RAHM, UNICO ESPAÑOL EN LIZA

Rahm era el único español en el tee de salida, ya que los otros dos compatriotas que podrían estar en liza, optaron por disputar el Omega Dessert Classic, en Dubai (ver más información en esta misma página).

El vasco luchó para ganar un torneo, que el pasado año fue para el australiano Marc Leishman, que consiguió un cheque de 1.350.000$ y que este año no podrá no pudo repetir triunfo y terminó (-5) en el puesto 18. Sin embargo, Rahm, desacertado en los greenes, no pudo revalidar su triunfo de 2017, el primero en el PGA Tour.

Rahm lo intentó, pero al final sus dos vueltas al par 72 del campo, le hicieron descender hasta la séptima posición, de la cuarta en la que empezó en la ronda dominical. Por buscarle alguna explicación a sus dos últimas vueltas sinn ganarle al campo, quizás podríamos echarle la culpa a los muchos putts que no llegaron a entrar por escasos centímetros; Rahm estrenaba un nuevo putter, un «two balls» de Callaway, que es un prototipo hecho expresamente para el español, recién llegado a la firma, que le ha fabricado un putter a su medida, con características similares al «spider» de Tylor Made que era el que utilizaba hasta su cambio de marca.

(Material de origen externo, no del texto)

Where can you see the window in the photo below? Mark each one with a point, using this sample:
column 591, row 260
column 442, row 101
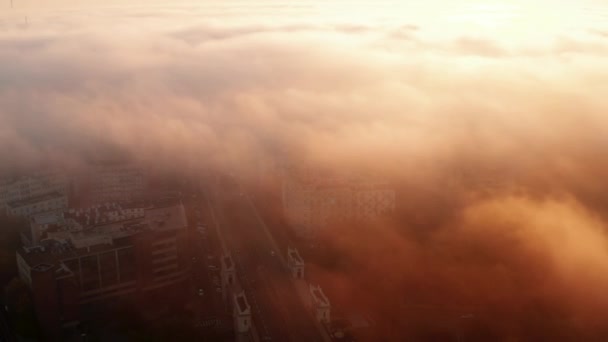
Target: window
column 127, row 264
column 89, row 273
column 108, row 268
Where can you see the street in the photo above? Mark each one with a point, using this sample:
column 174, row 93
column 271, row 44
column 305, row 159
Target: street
column 278, row 312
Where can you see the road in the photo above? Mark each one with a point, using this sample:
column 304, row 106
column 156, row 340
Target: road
column 277, row 310
column 204, row 249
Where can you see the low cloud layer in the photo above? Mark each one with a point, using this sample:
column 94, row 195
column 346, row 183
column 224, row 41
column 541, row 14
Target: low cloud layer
column 403, row 99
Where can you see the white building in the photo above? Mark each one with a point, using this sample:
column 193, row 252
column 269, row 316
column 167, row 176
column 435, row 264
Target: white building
column 117, row 183
column 313, row 203
column 21, row 188
column 31, row 206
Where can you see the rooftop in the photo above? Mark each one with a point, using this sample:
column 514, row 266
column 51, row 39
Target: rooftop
column 62, row 243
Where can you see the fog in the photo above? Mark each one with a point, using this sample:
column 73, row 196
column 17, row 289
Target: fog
column 414, row 100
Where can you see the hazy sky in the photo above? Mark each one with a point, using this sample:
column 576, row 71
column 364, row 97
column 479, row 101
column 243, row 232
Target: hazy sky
column 410, row 90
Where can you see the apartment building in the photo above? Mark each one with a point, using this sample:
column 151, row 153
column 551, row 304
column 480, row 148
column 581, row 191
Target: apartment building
column 34, row 185
column 35, row 205
column 313, row 202
column 120, row 182
column 75, row 267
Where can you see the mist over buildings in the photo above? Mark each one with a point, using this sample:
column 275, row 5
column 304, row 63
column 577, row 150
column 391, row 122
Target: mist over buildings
column 496, row 147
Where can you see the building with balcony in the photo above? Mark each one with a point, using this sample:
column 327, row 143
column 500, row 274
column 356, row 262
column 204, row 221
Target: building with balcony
column 75, row 267
column 313, row 202
column 14, row 189
column 31, row 206
column 119, row 182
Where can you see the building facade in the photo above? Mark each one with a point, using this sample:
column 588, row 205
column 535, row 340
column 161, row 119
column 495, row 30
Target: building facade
column 75, row 268
column 313, row 203
column 49, row 202
column 117, row 183
column 22, row 188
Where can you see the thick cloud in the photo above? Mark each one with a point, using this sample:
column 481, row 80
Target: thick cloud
column 436, row 111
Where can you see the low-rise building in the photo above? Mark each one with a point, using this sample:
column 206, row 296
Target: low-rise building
column 44, row 203
column 312, row 203
column 20, row 188
column 119, row 182
column 75, row 267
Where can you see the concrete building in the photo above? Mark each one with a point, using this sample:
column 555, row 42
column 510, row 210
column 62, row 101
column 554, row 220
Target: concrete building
column 21, row 188
column 119, row 182
column 241, row 313
column 44, row 203
column 73, row 268
column 313, row 202
column 79, row 219
column 295, row 263
column 320, row 304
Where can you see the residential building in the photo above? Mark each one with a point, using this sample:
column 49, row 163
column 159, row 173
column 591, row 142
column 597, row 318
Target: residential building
column 119, row 182
column 37, row 184
column 31, row 206
column 74, row 267
column 313, row 202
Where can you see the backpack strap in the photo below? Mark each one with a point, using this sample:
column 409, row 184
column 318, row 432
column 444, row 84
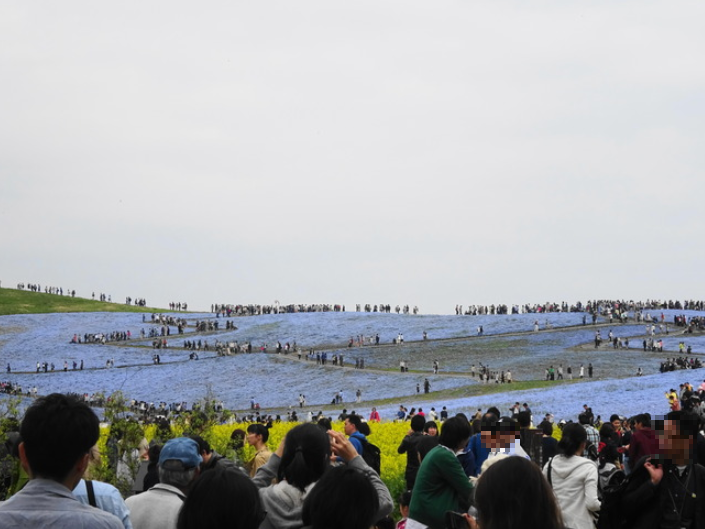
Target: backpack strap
column 91, row 493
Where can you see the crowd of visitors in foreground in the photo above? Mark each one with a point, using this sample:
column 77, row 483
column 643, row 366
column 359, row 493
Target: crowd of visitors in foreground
column 490, row 471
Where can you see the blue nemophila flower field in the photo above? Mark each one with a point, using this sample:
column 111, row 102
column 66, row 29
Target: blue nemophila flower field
column 508, row 343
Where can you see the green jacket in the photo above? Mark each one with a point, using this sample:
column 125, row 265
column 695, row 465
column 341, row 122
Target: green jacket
column 441, row 485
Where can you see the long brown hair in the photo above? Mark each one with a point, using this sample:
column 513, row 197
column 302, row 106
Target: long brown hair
column 514, row 493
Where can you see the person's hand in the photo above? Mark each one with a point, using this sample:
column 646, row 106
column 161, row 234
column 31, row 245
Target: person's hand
column 341, row 446
column 655, row 472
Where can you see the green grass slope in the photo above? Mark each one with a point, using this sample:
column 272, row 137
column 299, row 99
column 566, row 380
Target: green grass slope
column 23, row 302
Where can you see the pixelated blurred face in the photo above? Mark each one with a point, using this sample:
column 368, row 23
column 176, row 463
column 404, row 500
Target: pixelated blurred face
column 487, row 439
column 252, row 438
column 671, row 442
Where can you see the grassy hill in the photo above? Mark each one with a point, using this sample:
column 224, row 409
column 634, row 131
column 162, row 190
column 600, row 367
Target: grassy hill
column 23, row 302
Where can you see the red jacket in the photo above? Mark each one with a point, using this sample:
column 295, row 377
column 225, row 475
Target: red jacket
column 643, row 443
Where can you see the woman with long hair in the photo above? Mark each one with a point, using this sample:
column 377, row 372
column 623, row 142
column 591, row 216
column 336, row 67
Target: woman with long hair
column 574, row 479
column 301, row 460
column 513, row 493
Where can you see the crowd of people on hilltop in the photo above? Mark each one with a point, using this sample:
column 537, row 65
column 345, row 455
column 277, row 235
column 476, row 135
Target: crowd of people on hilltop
column 606, row 307
column 101, row 338
column 227, row 310
column 489, row 470
column 139, row 302
column 681, row 362
column 387, row 309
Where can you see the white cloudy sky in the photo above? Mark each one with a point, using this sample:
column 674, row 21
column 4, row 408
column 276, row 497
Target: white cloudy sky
column 428, row 153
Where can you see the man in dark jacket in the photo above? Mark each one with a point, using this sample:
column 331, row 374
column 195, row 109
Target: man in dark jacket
column 644, row 442
column 409, row 446
column 667, row 491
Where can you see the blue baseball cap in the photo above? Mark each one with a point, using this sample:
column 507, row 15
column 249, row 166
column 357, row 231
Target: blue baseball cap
column 181, row 449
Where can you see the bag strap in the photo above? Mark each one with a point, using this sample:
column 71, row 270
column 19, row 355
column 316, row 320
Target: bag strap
column 91, row 493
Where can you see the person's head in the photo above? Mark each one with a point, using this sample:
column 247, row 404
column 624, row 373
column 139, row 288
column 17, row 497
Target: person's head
column 364, row 428
column 179, row 462
column 455, row 433
column 223, row 497
column 237, row 438
column 514, row 493
column 404, row 503
column 325, row 424
column 584, row 418
column 494, row 411
column 352, row 424
column 417, row 423
column 546, row 428
column 153, row 453
column 487, row 427
column 643, row 420
column 257, row 434
column 58, row 432
column 343, row 498
column 607, row 432
column 385, row 523
column 616, row 422
column 524, row 419
column 573, row 440
column 204, row 448
column 431, row 428
column 677, row 434
column 306, row 455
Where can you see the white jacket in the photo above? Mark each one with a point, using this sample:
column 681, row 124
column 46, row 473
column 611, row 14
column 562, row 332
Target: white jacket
column 574, row 481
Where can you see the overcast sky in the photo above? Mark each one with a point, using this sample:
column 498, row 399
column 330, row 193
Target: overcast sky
column 401, row 152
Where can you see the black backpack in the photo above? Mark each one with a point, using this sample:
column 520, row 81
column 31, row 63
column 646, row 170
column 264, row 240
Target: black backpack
column 372, row 455
column 611, row 511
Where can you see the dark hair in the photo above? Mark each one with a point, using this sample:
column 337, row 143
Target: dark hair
column 494, row 411
column 354, row 420
column 364, row 429
column 431, row 424
column 222, row 497
column 644, row 419
column 418, row 422
column 426, row 444
column 237, row 438
column 573, row 436
column 259, row 429
column 306, row 455
column 456, row 430
column 584, row 418
column 607, row 432
column 385, row 523
column 514, row 493
column 343, row 498
column 56, row 431
column 488, row 422
column 153, row 452
column 203, row 445
column 524, row 419
column 546, row 427
column 405, row 499
column 325, row 424
column 687, row 422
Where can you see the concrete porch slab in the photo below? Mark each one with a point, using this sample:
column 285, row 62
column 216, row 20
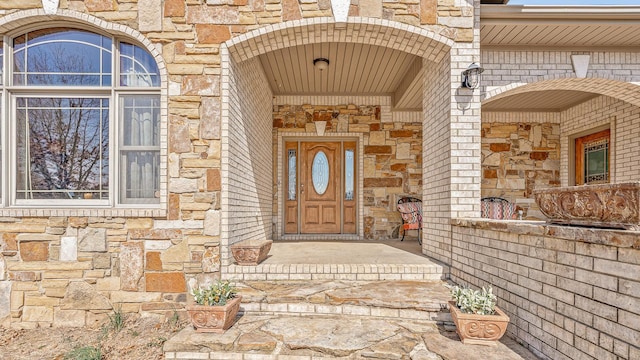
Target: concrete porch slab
column 341, row 260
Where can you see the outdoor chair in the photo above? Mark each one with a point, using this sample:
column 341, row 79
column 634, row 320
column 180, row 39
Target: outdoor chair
column 497, row 208
column 411, row 211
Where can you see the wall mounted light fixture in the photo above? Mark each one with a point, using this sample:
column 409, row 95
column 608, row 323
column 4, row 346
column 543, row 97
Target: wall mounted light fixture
column 321, row 63
column 471, row 76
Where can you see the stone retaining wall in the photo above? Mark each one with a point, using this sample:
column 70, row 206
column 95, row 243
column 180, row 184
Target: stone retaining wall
column 571, row 293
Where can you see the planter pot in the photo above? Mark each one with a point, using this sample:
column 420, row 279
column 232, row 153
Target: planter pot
column 214, row 319
column 251, row 252
column 604, row 205
column 479, row 329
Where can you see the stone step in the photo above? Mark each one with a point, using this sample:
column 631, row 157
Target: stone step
column 402, row 299
column 339, row 319
column 290, row 337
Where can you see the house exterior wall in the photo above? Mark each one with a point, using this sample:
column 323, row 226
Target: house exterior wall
column 520, row 152
column 507, row 70
column 624, row 122
column 571, row 293
column 143, row 259
column 249, row 180
column 392, row 158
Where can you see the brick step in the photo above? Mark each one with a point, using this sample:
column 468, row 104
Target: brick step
column 429, row 270
column 395, row 299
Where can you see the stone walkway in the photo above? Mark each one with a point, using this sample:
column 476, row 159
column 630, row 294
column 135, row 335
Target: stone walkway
column 342, row 320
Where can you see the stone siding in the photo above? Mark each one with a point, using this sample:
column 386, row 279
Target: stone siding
column 571, row 293
column 71, row 267
column 519, row 156
column 624, row 122
column 392, row 156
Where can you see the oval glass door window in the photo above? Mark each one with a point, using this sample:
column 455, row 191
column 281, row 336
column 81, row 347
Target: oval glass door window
column 320, row 172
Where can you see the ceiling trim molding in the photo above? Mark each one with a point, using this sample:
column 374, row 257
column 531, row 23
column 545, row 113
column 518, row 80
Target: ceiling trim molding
column 600, row 84
column 530, row 14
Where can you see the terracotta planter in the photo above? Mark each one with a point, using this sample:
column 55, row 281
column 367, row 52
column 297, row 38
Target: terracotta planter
column 604, row 205
column 214, row 319
column 251, row 252
column 479, row 329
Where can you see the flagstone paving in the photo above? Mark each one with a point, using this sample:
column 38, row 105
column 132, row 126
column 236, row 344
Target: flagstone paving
column 342, row 320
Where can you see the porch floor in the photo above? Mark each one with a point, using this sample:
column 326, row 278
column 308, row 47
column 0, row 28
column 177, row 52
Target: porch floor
column 342, row 260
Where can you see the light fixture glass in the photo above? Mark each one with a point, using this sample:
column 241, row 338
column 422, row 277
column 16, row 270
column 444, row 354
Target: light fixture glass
column 321, row 63
column 471, row 76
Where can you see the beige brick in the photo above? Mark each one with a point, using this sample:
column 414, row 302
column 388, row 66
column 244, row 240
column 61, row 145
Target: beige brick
column 623, row 270
column 631, row 256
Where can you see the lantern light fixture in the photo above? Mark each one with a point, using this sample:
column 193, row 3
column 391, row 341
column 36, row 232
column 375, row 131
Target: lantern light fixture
column 471, row 76
column 321, row 63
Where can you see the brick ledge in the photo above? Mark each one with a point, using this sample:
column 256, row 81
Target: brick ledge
column 611, row 237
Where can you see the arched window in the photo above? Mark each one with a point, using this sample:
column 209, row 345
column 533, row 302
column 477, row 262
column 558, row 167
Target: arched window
column 83, row 126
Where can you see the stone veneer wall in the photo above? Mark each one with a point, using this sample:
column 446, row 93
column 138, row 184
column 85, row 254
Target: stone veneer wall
column 250, row 198
column 520, row 152
column 70, row 267
column 392, row 156
column 571, row 293
column 624, row 122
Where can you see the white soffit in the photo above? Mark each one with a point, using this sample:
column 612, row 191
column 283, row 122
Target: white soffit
column 539, row 101
column 559, row 26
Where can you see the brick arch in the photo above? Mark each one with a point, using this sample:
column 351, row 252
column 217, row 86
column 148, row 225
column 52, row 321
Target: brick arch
column 394, row 35
column 599, row 83
column 20, row 19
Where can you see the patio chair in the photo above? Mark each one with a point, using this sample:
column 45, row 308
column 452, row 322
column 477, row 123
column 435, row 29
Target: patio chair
column 410, row 209
column 497, row 208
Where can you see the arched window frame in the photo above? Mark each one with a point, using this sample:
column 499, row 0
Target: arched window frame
column 116, row 202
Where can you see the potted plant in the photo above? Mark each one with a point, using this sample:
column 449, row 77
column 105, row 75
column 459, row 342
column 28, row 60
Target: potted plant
column 478, row 320
column 216, row 307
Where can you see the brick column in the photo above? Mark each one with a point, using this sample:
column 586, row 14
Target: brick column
column 451, row 149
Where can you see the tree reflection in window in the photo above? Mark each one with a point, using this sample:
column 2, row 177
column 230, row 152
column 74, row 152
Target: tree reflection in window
column 62, row 57
column 67, row 125
column 62, row 148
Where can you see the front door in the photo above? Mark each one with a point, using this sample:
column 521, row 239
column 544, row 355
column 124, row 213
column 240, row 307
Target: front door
column 320, row 183
column 320, row 187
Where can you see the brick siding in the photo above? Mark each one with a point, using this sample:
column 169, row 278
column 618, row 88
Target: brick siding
column 570, row 295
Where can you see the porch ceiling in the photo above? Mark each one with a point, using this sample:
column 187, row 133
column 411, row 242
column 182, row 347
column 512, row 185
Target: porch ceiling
column 354, row 69
column 539, row 101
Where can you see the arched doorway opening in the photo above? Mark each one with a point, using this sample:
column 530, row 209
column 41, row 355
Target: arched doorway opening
column 365, row 113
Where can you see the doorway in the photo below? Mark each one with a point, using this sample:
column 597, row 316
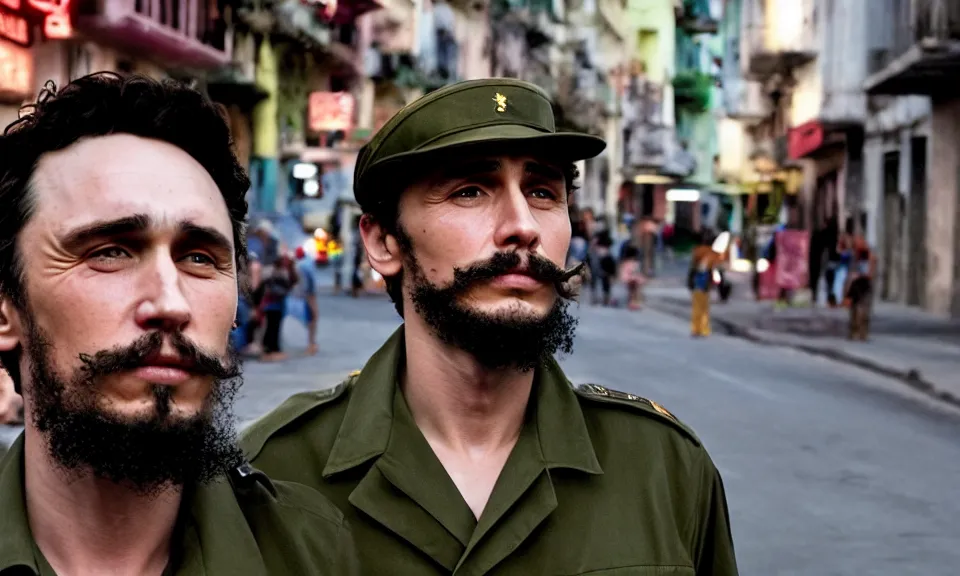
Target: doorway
column 892, row 227
column 917, row 223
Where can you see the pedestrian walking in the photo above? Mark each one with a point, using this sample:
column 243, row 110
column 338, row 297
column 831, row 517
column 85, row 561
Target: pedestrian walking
column 307, row 291
column 604, row 272
column 631, row 275
column 462, row 447
column 276, row 287
column 115, row 326
column 860, row 293
column 700, row 281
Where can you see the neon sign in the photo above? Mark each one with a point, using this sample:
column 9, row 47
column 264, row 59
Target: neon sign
column 12, row 26
column 56, row 25
column 16, row 66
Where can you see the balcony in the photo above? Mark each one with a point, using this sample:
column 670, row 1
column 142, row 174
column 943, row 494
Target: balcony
column 186, row 33
column 578, row 101
column 778, row 36
column 745, row 101
column 923, row 55
column 697, row 19
column 537, row 17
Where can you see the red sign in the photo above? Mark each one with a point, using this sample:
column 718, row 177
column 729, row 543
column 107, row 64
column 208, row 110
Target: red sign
column 56, row 25
column 13, row 27
column 331, row 111
column 16, row 70
column 804, row 139
column 792, row 259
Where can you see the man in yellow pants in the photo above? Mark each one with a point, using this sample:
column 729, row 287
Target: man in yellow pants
column 699, row 281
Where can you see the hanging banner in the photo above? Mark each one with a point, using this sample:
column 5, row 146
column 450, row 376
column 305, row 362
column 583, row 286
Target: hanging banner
column 791, row 261
column 330, row 112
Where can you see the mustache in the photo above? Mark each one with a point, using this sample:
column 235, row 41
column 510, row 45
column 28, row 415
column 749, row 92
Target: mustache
column 537, row 267
column 132, row 356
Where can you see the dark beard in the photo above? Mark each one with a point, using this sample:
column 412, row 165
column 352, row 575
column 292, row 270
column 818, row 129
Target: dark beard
column 508, row 339
column 147, row 453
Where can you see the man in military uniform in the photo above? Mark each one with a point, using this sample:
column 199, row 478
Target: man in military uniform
column 461, row 447
column 121, row 215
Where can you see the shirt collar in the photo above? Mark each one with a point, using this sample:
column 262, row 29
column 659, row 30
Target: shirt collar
column 365, row 430
column 16, row 546
column 216, row 536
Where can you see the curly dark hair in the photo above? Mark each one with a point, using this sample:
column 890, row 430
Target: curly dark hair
column 387, row 214
column 99, row 105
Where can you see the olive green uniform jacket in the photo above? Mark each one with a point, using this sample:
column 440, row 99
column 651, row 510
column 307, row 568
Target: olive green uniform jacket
column 599, row 483
column 242, row 526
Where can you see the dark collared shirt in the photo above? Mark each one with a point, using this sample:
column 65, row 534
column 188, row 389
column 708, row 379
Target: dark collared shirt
column 250, row 526
column 598, row 483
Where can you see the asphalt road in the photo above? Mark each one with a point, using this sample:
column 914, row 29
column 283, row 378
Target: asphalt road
column 829, row 470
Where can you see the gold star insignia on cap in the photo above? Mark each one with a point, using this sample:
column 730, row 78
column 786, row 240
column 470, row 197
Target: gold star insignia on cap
column 661, row 409
column 501, row 101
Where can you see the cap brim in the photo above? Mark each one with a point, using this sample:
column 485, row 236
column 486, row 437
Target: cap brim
column 497, row 139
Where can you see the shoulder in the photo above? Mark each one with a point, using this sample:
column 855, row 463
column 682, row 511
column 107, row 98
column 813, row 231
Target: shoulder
column 297, row 529
column 291, row 412
column 285, row 501
column 607, row 402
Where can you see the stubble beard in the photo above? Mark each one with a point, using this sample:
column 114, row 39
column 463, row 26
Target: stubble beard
column 507, row 339
column 148, row 453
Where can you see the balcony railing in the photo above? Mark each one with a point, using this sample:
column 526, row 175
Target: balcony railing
column 778, row 35
column 922, row 55
column 744, row 100
column 769, row 50
column 181, row 32
column 643, row 102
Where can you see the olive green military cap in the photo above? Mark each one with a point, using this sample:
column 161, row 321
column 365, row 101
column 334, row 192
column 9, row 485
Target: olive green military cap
column 473, row 114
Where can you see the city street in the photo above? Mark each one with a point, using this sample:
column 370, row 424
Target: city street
column 829, row 470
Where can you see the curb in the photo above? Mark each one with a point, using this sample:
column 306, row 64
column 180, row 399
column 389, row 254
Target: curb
column 911, row 377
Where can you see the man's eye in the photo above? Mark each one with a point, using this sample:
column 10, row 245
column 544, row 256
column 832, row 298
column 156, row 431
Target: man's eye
column 469, row 192
column 199, row 259
column 543, row 194
column 112, row 253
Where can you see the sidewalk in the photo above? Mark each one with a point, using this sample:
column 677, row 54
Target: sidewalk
column 909, row 344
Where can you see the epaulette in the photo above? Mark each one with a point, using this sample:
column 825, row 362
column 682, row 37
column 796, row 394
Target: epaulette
column 649, row 407
column 245, row 477
column 293, row 408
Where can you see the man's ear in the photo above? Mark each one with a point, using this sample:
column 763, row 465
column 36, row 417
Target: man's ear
column 11, row 333
column 383, row 249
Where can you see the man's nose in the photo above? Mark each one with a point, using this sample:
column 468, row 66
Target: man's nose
column 516, row 224
column 164, row 306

Entre los favoritos, Rory McIlroy (-6) terminó decimosexto; Phil Mickelson, del que siempre se espera lo mejor, es (+1) el 53 de 79 jugadores que pasaron el corte, establecido en -1.

JORDAN SIGUE CON PROBLEMAS

Jordan Spieth, al par, sigue con sus malos resultados y perdió el tren del finde en los últimos hoyos de la segunda vuelta, y Brooks Koepka (+4) , en plena recuperación del tiempo perdido por sus problemas físicos, también se quedó fuera del corte.

Matthew Wolf firmó 78 golpes en el Campo Norte y se retiró del torneo, aburrido por su mal juego, fruto de los cambios que está efectuando en su swing. En total se retiraron cinco participantes, en una segunda jornada marcada por el fuerte viento, las lluvias y el aparato eléctrico de las tormentas.

FELIZ RECUPERACIÓN DE RAHM

Superados los dolores de espalda, debidos a un esfuerzo incontrolado en el gimnasio, que le obligaron a retirarse del American Express, la semana pasada, Jon Rahm ha vuelto con buen pie, a pesar de estar a cinco golpes de la cabeza, a la competición en este Farmers Insurance Open, en los campos de Torrey Pines, en el cuarto torneo del año en el PGA Tour y con el que se cierra el día 31, el mes de enero.

El español tiene una especial predilección por este torneo, donde venció en 2017 y ha firmado buenas actuaciones, en sus otras tres presencias; el año pasado fue segundo y es el jugador que más puntos del ranking mundial ha conseguido en esta prueba desde 2016.

LA AUSENCIA DE TIGER

Entre los ausentes se echará de menos a Tiger, operado de nuevo y de baja durante tiempo indefinido, aunque se le espera, dicen algunos, para el Masters de abril. Tiger ha triunfado ocho veces en Torrey Pines y, logicamente es una ausencia que es de notar.

Tampoco estarán Dustin Johnson, número 1 del mundo, y Justin Thomas, número 3, que después de no pasar el corte en Abu Dhabi, prefiere descansar y meditar sobre su comportamiento polémico, para algunos, en el green.